L'abondance d'institutions présentes dans l'Atrato après les évènements a rendu

compte de l'inefficacité des mesures pour résoudre la situation, comprendre les processus de

consultation nécessaires et les besoins de la population. Cela a généré une sensation

d'illégitimité de la part de la population vers tous les projets et mesures des proposés par elles

(Caicedo, 2006:48).

Juste après le massacre, les victimes ont quitté le village et ont été accueilli par les

habitants du village voisin appelé “Vigía del Fuerte”. C’est important de souligner que la

première institution qui a pénétré dans la foret jusqu'au refuge des victimes était le Diocèse

de Quibdó, qui est arrivée avec plusieurs commissions humanitaires (CNRR, 2010: 66).

Pendant ce temps, la population qui s’est déplacée vers la capitale Quibdo a été reçue

par les équipes du diocèse de Quibdó, la Croix-Rouge internationale et Action Sociale. Ils

ont été installés dans des refuges de la ville où se trouvait déjà la population déplacée du

Atrato Medio et Bajo. Ces derniers ont fuit “l'Operation Genesis” de l'Armée, “l'Operation

Cacarica” des Paramilitaires, les deux développées en 1997, fuit aussi l'attaque des

guérilleros en 2000 (CNRR, 2010: 78) (Caicedo, 2006: 30).

13

Il semble calir que l'État colombien est responsable, pour omission et abandon, de

presque toutes les causes qui ont déclenché le massacre. Il est également devenu le plus grand

garant pour que les populations puissent supporter et sortir de cette tragédie. L'État a assumé

43,1% de toute l'aide humanitaire, suivi par l'Église (20,13%), la Croix Ruge Nationale

(10,13%) et les organisations de base communautaire (10%). L'UNHCR, et les organisations

non gouvernementales, ont apporté tout le reste de l'aide (Conferencia Episcopal de

Colombia, 2008), (Caicedo, 2006: 30).

Les mécanismes de coordination entre les différentes institutions responsables de

l'attention ont été insuffisants, tant entre les ONG qu’entre l'Etat. Cela a généré des

incohérences dans les approches et a limité la capacité et la pertinence des réponses.

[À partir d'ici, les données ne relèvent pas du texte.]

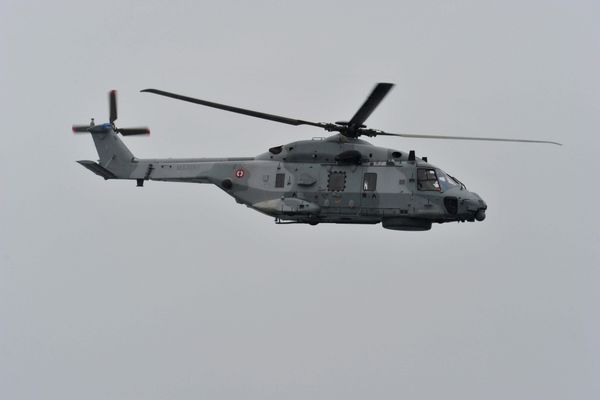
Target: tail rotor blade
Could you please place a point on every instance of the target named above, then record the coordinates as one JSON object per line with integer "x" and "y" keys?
{"x": 134, "y": 131}
{"x": 81, "y": 128}
{"x": 112, "y": 99}
{"x": 444, "y": 137}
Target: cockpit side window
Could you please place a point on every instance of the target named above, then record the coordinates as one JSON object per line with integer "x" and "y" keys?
{"x": 427, "y": 180}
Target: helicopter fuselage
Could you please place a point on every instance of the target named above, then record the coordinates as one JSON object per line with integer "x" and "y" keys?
{"x": 333, "y": 180}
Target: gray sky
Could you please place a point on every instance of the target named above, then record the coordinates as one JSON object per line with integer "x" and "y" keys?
{"x": 174, "y": 291}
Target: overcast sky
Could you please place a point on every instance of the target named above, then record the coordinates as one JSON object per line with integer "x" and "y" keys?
{"x": 174, "y": 291}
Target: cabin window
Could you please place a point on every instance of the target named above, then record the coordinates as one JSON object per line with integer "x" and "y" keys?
{"x": 279, "y": 180}
{"x": 370, "y": 182}
{"x": 427, "y": 179}
{"x": 337, "y": 181}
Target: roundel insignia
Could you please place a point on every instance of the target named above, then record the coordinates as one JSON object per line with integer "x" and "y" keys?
{"x": 239, "y": 173}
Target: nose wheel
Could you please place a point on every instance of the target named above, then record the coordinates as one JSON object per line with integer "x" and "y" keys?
{"x": 480, "y": 215}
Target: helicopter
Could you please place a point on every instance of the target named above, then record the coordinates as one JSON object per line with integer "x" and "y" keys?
{"x": 339, "y": 179}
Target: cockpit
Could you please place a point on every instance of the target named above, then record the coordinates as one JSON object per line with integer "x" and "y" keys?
{"x": 434, "y": 179}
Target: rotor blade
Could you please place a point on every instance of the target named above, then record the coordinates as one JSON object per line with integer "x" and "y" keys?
{"x": 378, "y": 93}
{"x": 406, "y": 135}
{"x": 257, "y": 114}
{"x": 133, "y": 131}
{"x": 112, "y": 100}
{"x": 81, "y": 128}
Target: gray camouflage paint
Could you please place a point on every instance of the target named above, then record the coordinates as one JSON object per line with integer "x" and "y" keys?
{"x": 305, "y": 196}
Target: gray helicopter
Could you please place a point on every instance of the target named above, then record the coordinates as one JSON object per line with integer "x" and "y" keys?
{"x": 338, "y": 179}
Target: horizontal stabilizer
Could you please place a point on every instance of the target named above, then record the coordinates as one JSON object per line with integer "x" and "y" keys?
{"x": 97, "y": 169}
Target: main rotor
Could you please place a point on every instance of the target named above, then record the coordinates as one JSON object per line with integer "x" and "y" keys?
{"x": 354, "y": 128}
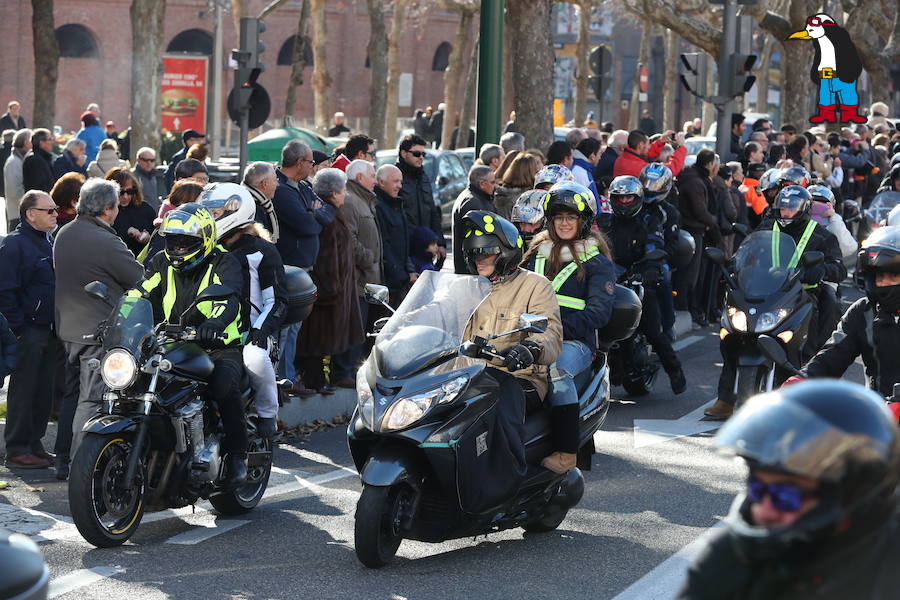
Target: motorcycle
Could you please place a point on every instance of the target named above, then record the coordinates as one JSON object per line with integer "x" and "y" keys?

L'aide était axée sur des actions qui ont permis la survie pendant la crise, à travers

une assistance fragmentée. La plus grande proportion de l'aide associait nourriture et

hébergement provisoire, de sorte que les conditions de vulnérabilité de la population n'ont

quasiment pas changé et se sont au contraire perpétuées malgré les gros investissements

impliqués (Caicedo, 2006: 32).

VI. ANALYSE DE LA SITUATION ACTUELLE DANS UN CONTEXTE DE

VULNÉRABILITÉ, D'EXCLUSION DE VIOLENCE ET D'ABANDON.

Les obstacles d’un retour effectif

En Colombie, la principale restriction sur les retours comme une solution durable,

provient du niveau toujours élevé de conflit et de violence, malgré une baisse notable des

kidnappings, des massacres et des assassinats (UNHCR, 2010).

Les 12 dernières années ont vu une transformation du conflit en raison de

l’augmentation des capacités des forces militaires, un cessez-le-feu entre les FARC et

l’Armée, et la quasi-complète démobilisation des groupes paramilitaires. Cependant, la

plupart des causes des déplacements persistent ou ont été transformés (UNHCR, 2010).

L'impact de la démobilisation de paramilitaires, n'a pas donné les résultats espérés en

termes de réduction de la violence: de nombreux groupes armés, dont beaucoup sont

aujourd’hui liés au trafic de drogue, opérèrent dans des zones abandonnées par les acteurs

démobilisés, et luttent pour le contrôle de la production, la transformation et le trafic de

drogues. Cela a facilité l’augmentation des menaces contre la population, les fonctionnaires,

les défenseurs des droits de l'homme, la communauté et les leaders sociaux (UNHCR, 2010).

14

D’autre part, les conditions dans les municipalités où les retours ont été effectués ne

sont pas faciles. Par exemple, dans les 115 municipalités où ont été réalisés les retours,

306.000 personnes ont de nouveau été expulsés entre 2006 et 2009. De plus, le taux

d'homicides dans 52 de ces municipalités est plus élevé que la moyenne nationale, et environ

85 % ont déclaré fournir des efforts pour éradiquer les cultures illicites (UNHCR, 2010).

L’insécurité explique en partie la réticence générale de gens à retourner chez eux.

Entre 3% et 5% des personnes déplacées expriment un désir de retour, par ailleurs plus de 2

millions de personnes déplacées sont dispersées dans les grandes villes de la Colombie. Cette

dispersion fait le retour plus difficile, c’est pour ça que généralement les processus de retour

qui réussissent, sont de nature collective (UNHCR, 2010).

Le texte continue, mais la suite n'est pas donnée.